I have problems with registration of marriage cuse I am in italy and Pakistani dacuments required and my uk visa was refuse on entry befor and I go back to Pakistan thats same one told me I may be not allowed to apply again for eea permit but not sure whats you think


----------



## fasi25 (Aug 2, 2014)

yahya khan said:


> I have problems with registration of marriage cuse I am in italy and Pakistani dacuments required and my uk visa was refuse on entry befor and I go back to Pakistan thats same one told me I may be not allowed to apply again for eea permit but not sure whats you think


where is your wife. you she is not with you right now or she is not in UK. why you having problem getting marriage certificate. talk to your wife she will help to get these documents if she is from Italy and already in Italy then you can make your documents over there.


----------



## yahya khan (Apr 28, 2015)

I need documents from Pakistan birth certificate and marry declaration from local council and than from foreign office want to translate in Italian language and my wife is Portuguese and but I have warry with my uk bad history is it matter


----------



## yahya khan (Apr 28, 2015)

yahya khan said:


> I need documents from Pakistan birth certificate and marry declaration from local council and than from foreign office want to translate in Italian language and my wife is Portuguese and but I have warry with my uk bad history is it matter


And I need permission from Pakistani embassy too and marry here very problem of dacuments and problem 
And whats dacuments I need here to apply for eea permit do I need TB test or not ?


----------



## fasi25 (Aug 2, 2014)

yahya khan said:


> And I need permission from Pakistani embassy too and marry here very problem of dacuments and problem
> And whats dacuments I need here to apply for eea permit do I need TB test or not ?

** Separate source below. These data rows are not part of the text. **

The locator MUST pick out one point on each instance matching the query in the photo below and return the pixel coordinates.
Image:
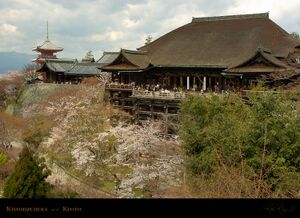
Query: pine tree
(28, 179)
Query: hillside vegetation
(238, 149)
(86, 141)
(226, 147)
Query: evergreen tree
(28, 178)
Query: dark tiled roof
(219, 41)
(108, 57)
(84, 69)
(128, 60)
(58, 65)
(71, 67)
(274, 64)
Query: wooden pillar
(166, 118)
(151, 109)
(121, 79)
(187, 82)
(175, 81)
(181, 82)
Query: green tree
(261, 139)
(28, 179)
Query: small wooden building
(68, 71)
(212, 53)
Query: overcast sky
(108, 25)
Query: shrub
(28, 179)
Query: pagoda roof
(48, 45)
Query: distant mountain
(13, 61)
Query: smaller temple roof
(71, 67)
(47, 45)
(58, 65)
(84, 69)
(107, 58)
(128, 60)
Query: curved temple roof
(219, 41)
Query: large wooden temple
(220, 54)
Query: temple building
(213, 53)
(64, 70)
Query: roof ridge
(230, 17)
(133, 51)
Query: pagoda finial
(47, 32)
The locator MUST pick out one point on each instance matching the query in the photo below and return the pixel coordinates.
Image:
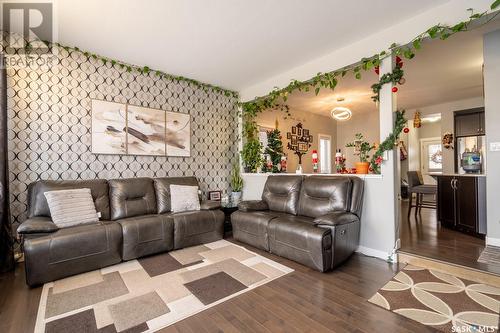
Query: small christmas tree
(274, 149)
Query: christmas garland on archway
(389, 143)
(277, 98)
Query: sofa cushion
(37, 224)
(251, 227)
(298, 239)
(184, 198)
(131, 197)
(281, 193)
(71, 207)
(162, 188)
(145, 235)
(37, 203)
(320, 195)
(72, 251)
(197, 227)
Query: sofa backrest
(131, 197)
(162, 188)
(281, 193)
(37, 203)
(321, 195)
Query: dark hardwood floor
(302, 301)
(424, 236)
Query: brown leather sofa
(136, 221)
(312, 220)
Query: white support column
(492, 120)
(381, 217)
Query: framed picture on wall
(178, 134)
(109, 133)
(145, 131)
(215, 195)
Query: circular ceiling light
(341, 113)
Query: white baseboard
(493, 241)
(373, 252)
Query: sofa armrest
(253, 205)
(36, 225)
(210, 205)
(336, 218)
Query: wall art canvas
(108, 128)
(178, 134)
(146, 131)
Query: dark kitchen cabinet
(446, 201)
(469, 123)
(461, 202)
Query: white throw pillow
(71, 207)
(184, 198)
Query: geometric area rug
(445, 302)
(147, 294)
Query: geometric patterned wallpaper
(50, 121)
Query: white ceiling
(232, 43)
(442, 71)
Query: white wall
(492, 119)
(316, 124)
(359, 123)
(447, 125)
(450, 12)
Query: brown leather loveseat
(313, 220)
(136, 221)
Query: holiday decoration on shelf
(448, 140)
(340, 162)
(389, 143)
(274, 150)
(403, 152)
(276, 99)
(300, 141)
(417, 122)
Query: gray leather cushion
(37, 224)
(145, 235)
(162, 188)
(71, 251)
(197, 227)
(324, 194)
(252, 205)
(37, 203)
(298, 239)
(281, 193)
(251, 227)
(131, 197)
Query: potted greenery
(252, 155)
(362, 149)
(236, 183)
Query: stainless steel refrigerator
(470, 144)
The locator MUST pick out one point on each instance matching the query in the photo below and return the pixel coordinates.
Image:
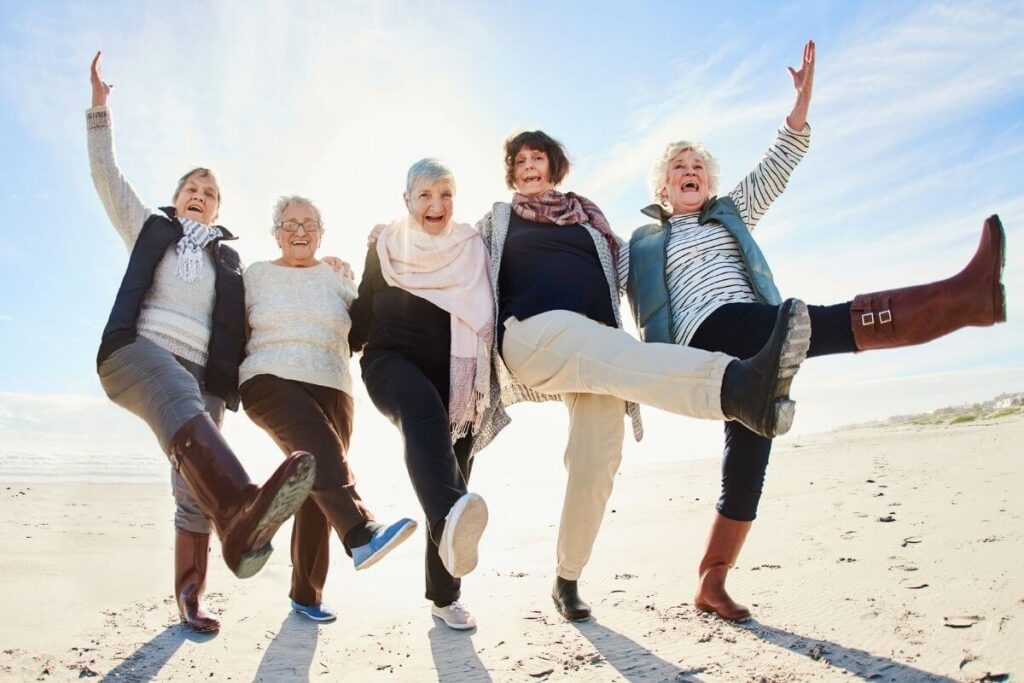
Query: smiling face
(687, 185)
(430, 205)
(298, 248)
(531, 172)
(199, 198)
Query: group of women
(456, 323)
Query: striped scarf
(565, 209)
(190, 246)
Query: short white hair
(659, 174)
(429, 170)
(287, 201)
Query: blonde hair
(659, 174)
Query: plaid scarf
(565, 209)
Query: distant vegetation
(1004, 406)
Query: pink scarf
(450, 270)
(565, 209)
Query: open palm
(803, 80)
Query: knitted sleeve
(124, 207)
(767, 181)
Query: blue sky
(916, 137)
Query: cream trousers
(598, 369)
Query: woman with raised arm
(554, 264)
(424, 323)
(170, 353)
(295, 384)
(696, 278)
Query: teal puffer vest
(647, 288)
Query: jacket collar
(658, 212)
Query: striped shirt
(704, 265)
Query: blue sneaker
(318, 612)
(382, 543)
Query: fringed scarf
(190, 246)
(565, 209)
(450, 270)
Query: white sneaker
(455, 616)
(463, 527)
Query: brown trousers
(299, 416)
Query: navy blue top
(551, 267)
(389, 319)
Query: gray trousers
(166, 391)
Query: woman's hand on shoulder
(374, 233)
(340, 266)
(100, 89)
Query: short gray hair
(287, 201)
(431, 170)
(659, 173)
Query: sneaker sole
(291, 496)
(795, 348)
(318, 620)
(462, 535)
(457, 627)
(402, 534)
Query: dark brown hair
(558, 161)
(201, 172)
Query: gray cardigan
(505, 389)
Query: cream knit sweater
(175, 315)
(299, 324)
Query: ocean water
(84, 466)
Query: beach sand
(883, 554)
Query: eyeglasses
(309, 226)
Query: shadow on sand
(633, 662)
(455, 655)
(291, 652)
(856, 663)
(145, 663)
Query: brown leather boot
(245, 515)
(190, 554)
(916, 314)
(724, 543)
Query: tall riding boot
(916, 314)
(245, 515)
(190, 554)
(724, 543)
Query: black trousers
(438, 469)
(740, 330)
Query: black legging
(740, 330)
(417, 404)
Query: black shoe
(567, 600)
(756, 391)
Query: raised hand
(340, 266)
(803, 83)
(100, 89)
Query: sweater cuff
(97, 117)
(805, 132)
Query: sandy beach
(883, 554)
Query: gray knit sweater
(176, 315)
(505, 388)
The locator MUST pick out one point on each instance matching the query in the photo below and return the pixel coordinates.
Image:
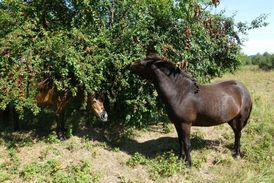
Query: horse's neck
(169, 86)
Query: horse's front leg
(186, 142)
(61, 126)
(180, 139)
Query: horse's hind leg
(236, 126)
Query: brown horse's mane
(164, 62)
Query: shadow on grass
(150, 148)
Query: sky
(258, 40)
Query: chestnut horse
(49, 96)
(190, 104)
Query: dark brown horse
(49, 96)
(189, 104)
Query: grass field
(150, 154)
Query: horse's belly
(208, 121)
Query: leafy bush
(90, 43)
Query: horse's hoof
(62, 137)
(236, 156)
(188, 165)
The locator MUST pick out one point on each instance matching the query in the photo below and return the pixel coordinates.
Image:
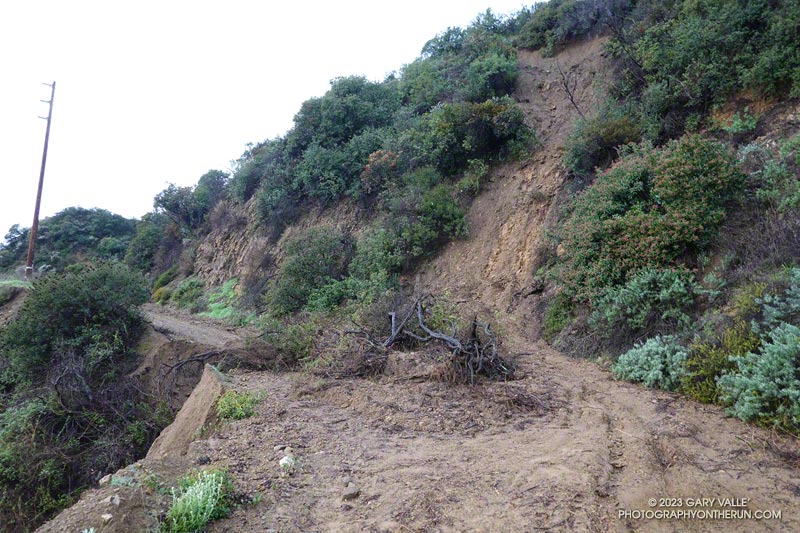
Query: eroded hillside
(563, 448)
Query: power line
(35, 226)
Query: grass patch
(236, 405)
(200, 499)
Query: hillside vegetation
(673, 258)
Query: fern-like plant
(660, 362)
(765, 386)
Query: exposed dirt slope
(565, 449)
(497, 262)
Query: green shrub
(559, 22)
(455, 133)
(776, 309)
(470, 183)
(236, 405)
(765, 386)
(162, 295)
(654, 208)
(776, 179)
(73, 412)
(144, 246)
(70, 236)
(294, 342)
(189, 294)
(709, 360)
(202, 498)
(648, 297)
(742, 122)
(222, 303)
(86, 309)
(594, 138)
(659, 362)
(557, 317)
(165, 278)
(745, 298)
(313, 259)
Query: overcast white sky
(156, 92)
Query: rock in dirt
(351, 492)
(112, 500)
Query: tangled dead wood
(471, 357)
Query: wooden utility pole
(35, 226)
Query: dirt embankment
(564, 448)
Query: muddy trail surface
(562, 448)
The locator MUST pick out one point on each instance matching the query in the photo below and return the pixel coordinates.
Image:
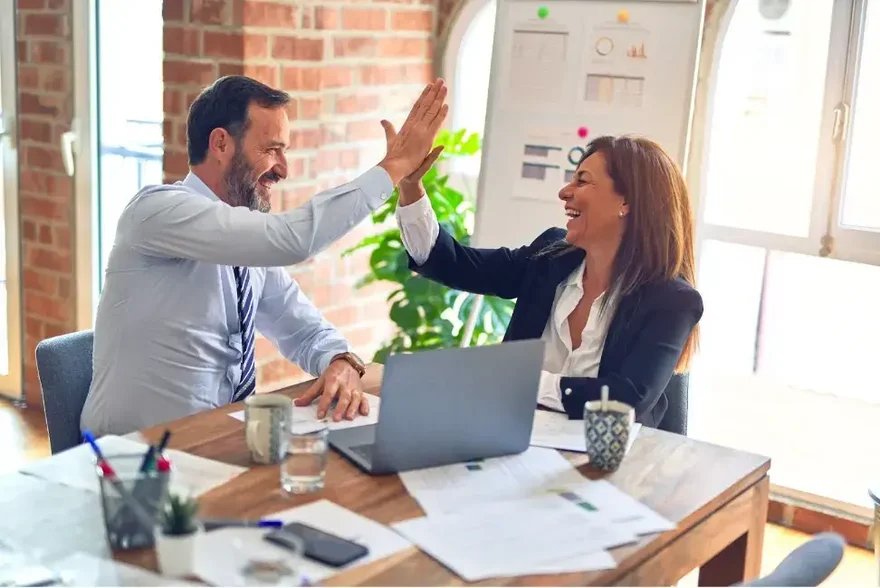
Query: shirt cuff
(418, 209)
(548, 391)
(376, 185)
(325, 360)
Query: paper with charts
(471, 486)
(221, 553)
(76, 467)
(556, 430)
(309, 414)
(537, 535)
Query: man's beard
(243, 186)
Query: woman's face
(596, 213)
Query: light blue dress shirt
(167, 331)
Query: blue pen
(211, 524)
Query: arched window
(467, 58)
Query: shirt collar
(195, 182)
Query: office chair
(675, 419)
(808, 565)
(64, 365)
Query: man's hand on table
(340, 382)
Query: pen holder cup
(131, 502)
(607, 428)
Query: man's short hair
(223, 105)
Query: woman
(612, 294)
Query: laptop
(448, 406)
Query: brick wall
(347, 64)
(45, 190)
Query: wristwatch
(353, 360)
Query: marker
(211, 524)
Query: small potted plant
(176, 539)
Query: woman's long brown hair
(658, 243)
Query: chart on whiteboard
(549, 158)
(616, 62)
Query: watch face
(773, 9)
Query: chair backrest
(675, 419)
(64, 364)
(808, 565)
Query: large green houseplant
(428, 315)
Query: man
(197, 266)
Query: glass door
(10, 295)
(118, 128)
(789, 254)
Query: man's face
(258, 161)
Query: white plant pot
(176, 554)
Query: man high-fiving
(197, 267)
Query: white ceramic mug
(267, 419)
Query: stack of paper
(76, 467)
(221, 554)
(541, 535)
(530, 513)
(309, 414)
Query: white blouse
(419, 230)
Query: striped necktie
(246, 317)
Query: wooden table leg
(741, 560)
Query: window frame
(11, 384)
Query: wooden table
(717, 496)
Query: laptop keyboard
(365, 451)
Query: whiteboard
(564, 72)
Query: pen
(211, 524)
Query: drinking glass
(305, 464)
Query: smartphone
(319, 545)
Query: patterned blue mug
(607, 427)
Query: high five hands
(410, 149)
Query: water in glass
(303, 469)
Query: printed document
(447, 489)
(554, 429)
(539, 535)
(76, 467)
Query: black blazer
(645, 338)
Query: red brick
(305, 139)
(326, 18)
(357, 103)
(301, 79)
(48, 259)
(28, 77)
(35, 130)
(412, 20)
(355, 47)
(209, 11)
(402, 47)
(309, 108)
(35, 281)
(44, 306)
(46, 25)
(37, 104)
(298, 49)
(269, 14)
(364, 19)
(364, 130)
(181, 40)
(336, 77)
(223, 45)
(188, 72)
(172, 10)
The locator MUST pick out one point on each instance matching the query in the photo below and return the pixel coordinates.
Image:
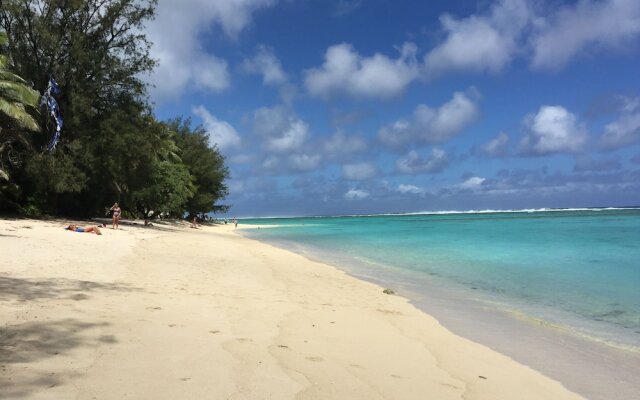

for bad history I dont know about it. and for TB test for EEA permit you dont need TB test


----------



## fasi25 (Aug 2, 2014)

David Cameron won the election. is that new changes going to happen for EEA-FP now.

any idea from any one .

thanks


----------



## Joppa (Sep 7, 2009)

What changes are you thinking of?


----------



## yahya khan (Apr 28, 2015)

Thats eea permit will be not easy as it is now and his new policy will effect all eea in uk


----------



## fasi25 (Aug 2, 2014)

Joppa said:


> What changes are you thinking of?


Hi Joppa

thanks for your reply.

I heard that David is against of EU laws. as many EU citizen coming in UK and using their resources without doing work. and I saw my self many people who doing like this in UK when I was in UK in 2011 and 12. 
I have applied for EEA-FP online on 5th of may and going to submit my documents in end of may 2015. 

my previous EEA-FP was rejected but now I have complete documents. my previous decision was Marriage of Convenience. is that gonna be effect on my new application.

many thanks in advance

fasi


----------



## fasi25 (Aug 2, 2014)

Hello Joppa

can you please guide me what to do in my new EEA-FP application as my previous application was rejected and got the decision marriage of convenience. your guide lines would be more helpful to get the visa process easy way.

thanks in advance

waiting your reply

fasi


----------



## fasi25 (Aug 2, 2014)

*Re: EEA-FP (I need guidelines)*

Hi Joppa

Hello Every One

I have submitted my EEA-FP application on 29th of May 2015. I have attached these documents.

Documents Check List	
1-	EU National Italian Passport Copy	(I tried to submit original Passport but they refused to take original EU Passport)
2-	Green Card Copy (USA Permanent Resident Card) 
3-	Pakistani Passport and ID Copies
4-	Covering Letter 
5-	Air Plane tickets (Evidence of travel from USA)	
6-	My Wife’s U.S.A Bank Statement 
7-	My Covering letter	
8-	My Original Passport (Current and Previous)	
9-	Wedding Ceremony and Wedding Anniversary Invitation card	
10-	Wedding and Casual photographs (Evidence of togetherness) 
11-	Original Pakistani Marriage Certificate In Urdu and In English Translation (certify by Foreign Affairs)	
12-	Computerized International Marriage certificate Original (certify by Foreign Affairs)	
13-	Printed and signed VAF5 application form for EEA family Permit.	
14-	My bank statement	
15-	My passport size colour photographs (white back ground)	
16-	Online Conversational Records (Evidence of togetherness) 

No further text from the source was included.